A very simple approach is to tile the 10x10 square

with alternating 2x2 squares of +1 and -1:

In the picture +1 and -1 are abbreviated + and -:

    + + - - + + - - + +
    + + - - + + - - + +
    - - + + - - + + - -
    - - + + - - + + - -
    + + - - + + - - + +
    + + - - + + - - + +
    - - + + - - + + - -
    - - + + - - + + - -
    + + - - + + - - + +
    + + - - + + - - + +
 

Every 1x4 or 4x1 tile covers

2 + and 2 -. The net total under each such tile is therefore zero and the same must hold for the area covered by any number of 1x4 and 4x1 tiles.

But there are 5x5 = 25, an odd number, of 2x2 squares meaning that they can't split evenly between + and -. The overall sum cannot be zero (it is +4) and hence a tiling cannot exist.

A proof without a colouring is as follows:

Every row must intersect 2,6 or 10 vertical tiles. In particular, the number of vertical tiles is even.
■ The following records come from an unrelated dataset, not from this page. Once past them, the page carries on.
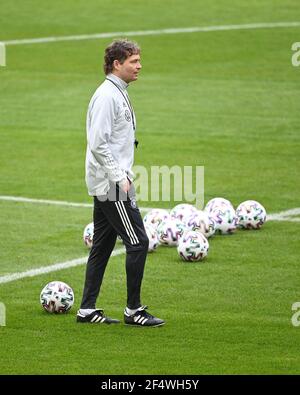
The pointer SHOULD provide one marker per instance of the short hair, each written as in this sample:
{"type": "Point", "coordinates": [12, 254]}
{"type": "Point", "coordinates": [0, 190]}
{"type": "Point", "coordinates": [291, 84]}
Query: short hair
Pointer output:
{"type": "Point", "coordinates": [119, 50]}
By the same token the number of horizontal tiles is even. But the total number of tiles must be 25, an odd number and a contradiction.

The following well-known solution is so simple that it even does not need a coloring. :-)

Let $A$ be the square $[0,10]\times [0,10]$. Suppose for a contradiction that $A$ can be paved with $1\times 4$ rectangular plates $A_1,\dots, A_n$. Put $f(x,y)=\sin \frac\pi{2} x\cdot\sin \frac\pi{2} y$ for each $x,y\in A$.

Then $$\int\int_A f(x,y)\, dx\, dy=\int_0^{10}\sin \frac\pi{2} x\, dx\cdot \int_0^{10} \sin \frac\pi{2} y\, dy =$$ $$\left(\frac {(-2)}{\pi}\cdot \cos\frac\pi{2} t{\Big|}_0^{10}\right)^2=\left(\frac {(-2)}{\pi}(\cos 5\pi-\cos 0)\right)^2=\left(\frac 4{\pi}\right)^2\ne 0.$$

On the other hand, we can similarly show that for each natural $i\le n$ we have $$\int\int_{A_i} f(x,y)\, dx\, dy=0.$$

But then $$0\ne \int\int_A f(x,y)\, dx\, dy = \int\int_{\bigcup_{i=1}^n A_i} f(x,y)\, dx\, dy=$$ $$\sum_{i=1}^n \int\int_{A_i} f(x,y)\, dx\, dy = \sum_{i=1}^n 0=0,$$ a contradiction.

Use the Integer-Rectangle Tiling Lemma:

Whenever a rectangle is tiled by rectangles each of which has at least one integer side, then the tiled rectangle has at least one integer side.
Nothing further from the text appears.